A budget requires a reliable roadmap that results in good stewardship of public funds. As simple as budgeting might sound, the work behind the scenes is an integral part of impacting the work we do every day in our schools to ensure we are making a positive difference in the lives of our students, families, community members and employees.

The school budget process and timeline run on a fiscal year, July 1st to June 30th each year. As we work through the budget process and timeline at a macro level there are multiple years involved in the process; in fact, three years. It begins in the fall of each year with levy projections and a finalized levy in December. The levy impacts the school district budget a full calendar year later. Starting in January, after the levy is finalized, and through February, resource tools and content experts provide data to aid us in projecting enrollment for the next school year, which also is a factor in the amount of revenue we receive. Eighty percent of our funding for each school year comes in the form of state aid which is based on an average daily membership of students in our classrooms multiplied by an amount designated by the State of Minnesota and the Department of Education. An accurate enrollment projection is key to knowing how much money we will have to work within any given year.
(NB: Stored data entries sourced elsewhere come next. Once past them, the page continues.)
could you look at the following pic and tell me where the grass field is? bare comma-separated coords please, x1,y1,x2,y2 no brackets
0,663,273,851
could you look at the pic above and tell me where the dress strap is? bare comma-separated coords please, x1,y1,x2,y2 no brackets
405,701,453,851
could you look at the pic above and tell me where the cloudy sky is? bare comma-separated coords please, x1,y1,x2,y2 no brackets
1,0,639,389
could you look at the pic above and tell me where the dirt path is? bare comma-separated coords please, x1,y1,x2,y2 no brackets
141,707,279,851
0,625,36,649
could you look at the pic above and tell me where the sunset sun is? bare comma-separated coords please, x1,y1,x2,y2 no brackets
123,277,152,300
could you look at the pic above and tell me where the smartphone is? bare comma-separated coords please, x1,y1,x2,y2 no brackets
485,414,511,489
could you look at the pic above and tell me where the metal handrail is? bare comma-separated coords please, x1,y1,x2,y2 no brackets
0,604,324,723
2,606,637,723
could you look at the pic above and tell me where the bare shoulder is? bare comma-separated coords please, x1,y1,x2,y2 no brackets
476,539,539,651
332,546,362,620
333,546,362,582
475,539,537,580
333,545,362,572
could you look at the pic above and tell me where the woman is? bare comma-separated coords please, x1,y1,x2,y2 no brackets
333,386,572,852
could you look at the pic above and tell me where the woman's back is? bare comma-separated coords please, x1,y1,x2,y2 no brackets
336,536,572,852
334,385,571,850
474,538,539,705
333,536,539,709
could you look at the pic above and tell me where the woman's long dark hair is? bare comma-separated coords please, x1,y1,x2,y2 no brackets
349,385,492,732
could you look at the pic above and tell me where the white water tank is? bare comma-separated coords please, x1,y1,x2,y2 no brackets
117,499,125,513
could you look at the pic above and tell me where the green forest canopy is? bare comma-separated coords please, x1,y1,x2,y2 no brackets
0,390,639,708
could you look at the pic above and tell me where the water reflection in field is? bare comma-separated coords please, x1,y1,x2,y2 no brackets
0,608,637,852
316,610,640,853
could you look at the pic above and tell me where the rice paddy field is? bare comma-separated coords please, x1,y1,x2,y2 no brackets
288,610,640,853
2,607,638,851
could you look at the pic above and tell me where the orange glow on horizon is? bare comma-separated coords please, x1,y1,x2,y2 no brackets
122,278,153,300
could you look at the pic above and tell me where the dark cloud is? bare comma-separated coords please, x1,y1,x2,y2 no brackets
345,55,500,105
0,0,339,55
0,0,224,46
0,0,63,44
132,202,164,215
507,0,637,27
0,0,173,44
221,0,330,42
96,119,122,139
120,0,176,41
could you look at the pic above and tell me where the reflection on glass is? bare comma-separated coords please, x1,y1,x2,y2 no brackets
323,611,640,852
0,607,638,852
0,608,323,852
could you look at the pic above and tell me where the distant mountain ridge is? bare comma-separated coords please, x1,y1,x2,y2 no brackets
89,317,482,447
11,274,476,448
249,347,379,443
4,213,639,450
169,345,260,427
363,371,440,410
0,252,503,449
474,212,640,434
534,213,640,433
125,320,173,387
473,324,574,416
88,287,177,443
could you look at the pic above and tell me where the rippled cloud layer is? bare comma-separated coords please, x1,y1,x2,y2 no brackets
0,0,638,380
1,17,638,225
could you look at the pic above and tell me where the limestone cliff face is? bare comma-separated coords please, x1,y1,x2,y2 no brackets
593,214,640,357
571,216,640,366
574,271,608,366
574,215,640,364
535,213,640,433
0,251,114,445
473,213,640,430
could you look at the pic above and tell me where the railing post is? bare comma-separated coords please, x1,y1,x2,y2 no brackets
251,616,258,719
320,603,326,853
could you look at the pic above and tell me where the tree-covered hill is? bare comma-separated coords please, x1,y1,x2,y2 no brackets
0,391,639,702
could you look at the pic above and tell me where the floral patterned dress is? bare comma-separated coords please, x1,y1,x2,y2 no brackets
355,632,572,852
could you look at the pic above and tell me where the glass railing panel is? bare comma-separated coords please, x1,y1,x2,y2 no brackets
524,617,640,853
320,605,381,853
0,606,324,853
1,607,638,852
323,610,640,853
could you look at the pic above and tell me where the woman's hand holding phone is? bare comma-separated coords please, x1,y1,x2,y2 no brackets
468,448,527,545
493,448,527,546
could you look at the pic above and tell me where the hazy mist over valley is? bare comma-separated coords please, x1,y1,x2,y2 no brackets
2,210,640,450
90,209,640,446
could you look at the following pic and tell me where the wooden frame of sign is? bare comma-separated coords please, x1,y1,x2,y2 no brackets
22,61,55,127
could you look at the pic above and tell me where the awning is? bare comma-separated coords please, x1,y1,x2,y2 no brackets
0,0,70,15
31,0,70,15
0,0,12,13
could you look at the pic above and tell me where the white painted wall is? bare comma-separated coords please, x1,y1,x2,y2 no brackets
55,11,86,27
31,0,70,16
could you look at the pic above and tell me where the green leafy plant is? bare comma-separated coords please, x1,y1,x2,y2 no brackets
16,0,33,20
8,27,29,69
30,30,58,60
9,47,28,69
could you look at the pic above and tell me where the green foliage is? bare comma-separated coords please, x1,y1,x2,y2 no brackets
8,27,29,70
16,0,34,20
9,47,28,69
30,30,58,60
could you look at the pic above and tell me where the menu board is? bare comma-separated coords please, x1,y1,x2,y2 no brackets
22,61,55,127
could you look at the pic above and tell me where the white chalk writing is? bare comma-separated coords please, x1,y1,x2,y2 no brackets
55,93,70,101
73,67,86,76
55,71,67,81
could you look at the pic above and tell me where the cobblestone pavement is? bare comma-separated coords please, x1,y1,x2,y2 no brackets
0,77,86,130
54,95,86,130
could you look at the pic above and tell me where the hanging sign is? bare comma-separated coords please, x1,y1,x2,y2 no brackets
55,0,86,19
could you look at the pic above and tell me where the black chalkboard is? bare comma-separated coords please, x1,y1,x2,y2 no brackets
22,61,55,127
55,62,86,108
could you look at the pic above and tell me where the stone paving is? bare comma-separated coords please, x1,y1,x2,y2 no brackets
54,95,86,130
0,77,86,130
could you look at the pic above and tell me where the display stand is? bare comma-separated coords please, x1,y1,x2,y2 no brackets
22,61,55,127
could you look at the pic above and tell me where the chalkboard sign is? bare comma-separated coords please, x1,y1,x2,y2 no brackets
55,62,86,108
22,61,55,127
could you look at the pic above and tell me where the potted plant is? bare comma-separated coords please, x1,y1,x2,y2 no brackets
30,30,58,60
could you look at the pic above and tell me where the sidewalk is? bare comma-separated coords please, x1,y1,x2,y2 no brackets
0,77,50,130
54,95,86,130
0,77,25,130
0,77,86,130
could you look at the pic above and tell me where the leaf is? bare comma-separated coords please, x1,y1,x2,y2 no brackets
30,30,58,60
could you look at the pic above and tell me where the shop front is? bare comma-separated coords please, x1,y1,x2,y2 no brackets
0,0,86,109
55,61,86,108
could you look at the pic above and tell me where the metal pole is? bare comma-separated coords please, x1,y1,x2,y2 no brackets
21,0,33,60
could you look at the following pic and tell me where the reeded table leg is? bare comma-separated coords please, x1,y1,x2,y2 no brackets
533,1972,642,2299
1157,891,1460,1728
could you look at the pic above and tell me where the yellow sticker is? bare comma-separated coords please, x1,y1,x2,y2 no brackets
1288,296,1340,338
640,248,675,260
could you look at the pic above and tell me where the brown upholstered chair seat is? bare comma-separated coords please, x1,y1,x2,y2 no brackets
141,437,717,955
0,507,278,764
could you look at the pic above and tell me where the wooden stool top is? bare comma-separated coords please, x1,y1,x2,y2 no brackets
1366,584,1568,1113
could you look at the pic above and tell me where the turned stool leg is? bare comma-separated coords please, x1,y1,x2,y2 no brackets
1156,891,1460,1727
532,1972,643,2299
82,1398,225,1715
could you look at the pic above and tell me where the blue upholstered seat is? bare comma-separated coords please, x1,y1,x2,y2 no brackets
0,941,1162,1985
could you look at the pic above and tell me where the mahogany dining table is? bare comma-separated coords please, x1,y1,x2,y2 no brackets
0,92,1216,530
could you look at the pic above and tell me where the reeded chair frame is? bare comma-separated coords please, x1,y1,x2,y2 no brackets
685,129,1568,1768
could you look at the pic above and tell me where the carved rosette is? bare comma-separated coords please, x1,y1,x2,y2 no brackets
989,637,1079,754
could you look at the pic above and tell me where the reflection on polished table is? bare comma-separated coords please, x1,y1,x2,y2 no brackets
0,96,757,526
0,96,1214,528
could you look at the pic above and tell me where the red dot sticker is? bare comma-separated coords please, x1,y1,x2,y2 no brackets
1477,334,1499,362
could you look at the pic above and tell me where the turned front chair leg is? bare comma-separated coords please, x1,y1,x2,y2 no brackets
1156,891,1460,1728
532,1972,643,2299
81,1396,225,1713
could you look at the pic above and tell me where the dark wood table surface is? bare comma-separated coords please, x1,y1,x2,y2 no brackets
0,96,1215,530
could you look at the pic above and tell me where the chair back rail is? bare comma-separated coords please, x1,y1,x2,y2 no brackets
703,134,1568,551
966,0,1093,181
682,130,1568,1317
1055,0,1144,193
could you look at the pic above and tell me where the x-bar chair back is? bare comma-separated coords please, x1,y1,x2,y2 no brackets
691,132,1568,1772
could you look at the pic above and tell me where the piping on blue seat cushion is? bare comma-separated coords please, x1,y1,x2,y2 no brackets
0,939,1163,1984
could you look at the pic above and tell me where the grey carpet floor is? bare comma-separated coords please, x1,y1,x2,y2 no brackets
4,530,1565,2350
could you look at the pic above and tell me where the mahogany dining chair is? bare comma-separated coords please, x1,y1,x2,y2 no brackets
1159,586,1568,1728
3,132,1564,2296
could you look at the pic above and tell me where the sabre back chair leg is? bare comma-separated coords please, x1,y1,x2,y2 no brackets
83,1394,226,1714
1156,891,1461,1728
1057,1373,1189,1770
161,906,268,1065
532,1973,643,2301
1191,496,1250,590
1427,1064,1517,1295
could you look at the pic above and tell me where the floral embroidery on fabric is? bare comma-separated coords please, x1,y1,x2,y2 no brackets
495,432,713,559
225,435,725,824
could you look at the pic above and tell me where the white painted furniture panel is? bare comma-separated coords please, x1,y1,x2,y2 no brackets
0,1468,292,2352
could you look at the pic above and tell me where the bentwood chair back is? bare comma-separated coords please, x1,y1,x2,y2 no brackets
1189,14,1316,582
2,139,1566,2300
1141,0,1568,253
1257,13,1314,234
In early spring, meetings with principals and department leaders take place to build an expenditure budget that meets the needs of the District for the upcoming year. In May, the School Board sees the preliminary budget for the first time and provides input and direction for finalizing a budget by June 30th, which is state law. The goal every year is to establish a balanced budget (money coming in equals money going out). Another important part of school finance is having the capacity to rely on a savings comparable to 15% of our annual expenses to safeguard from having to make cuts in the budget when funding is not at a level that supports the needs of the District. As the new school year begins, continuous monitoring of revenue coming into our bank account and approval and payment of expenditures is all part of a day’s work. In the event there are changes to be made to the budget throughout the year, there are options to revise the budget based on several factors, one being most prevalent is the actual number of students in the fall compared to the enrollment projected back in January of the previous year. If enrollment is higher than projected, additional revenue will be a factor and if the opposite is true, less revenue. Ongoing due diligence is important to track these types of changes throughout the year. In our world of school finance, reasonable budgeting supports our mission to “inspire a passion for learning to ensure success for every student.” Warren Buffet, business magnate, investor, and philanthropist says, “Someone is sitting in the shade today because someone planted a tree a long time ago.” Together, let’s plant a tree!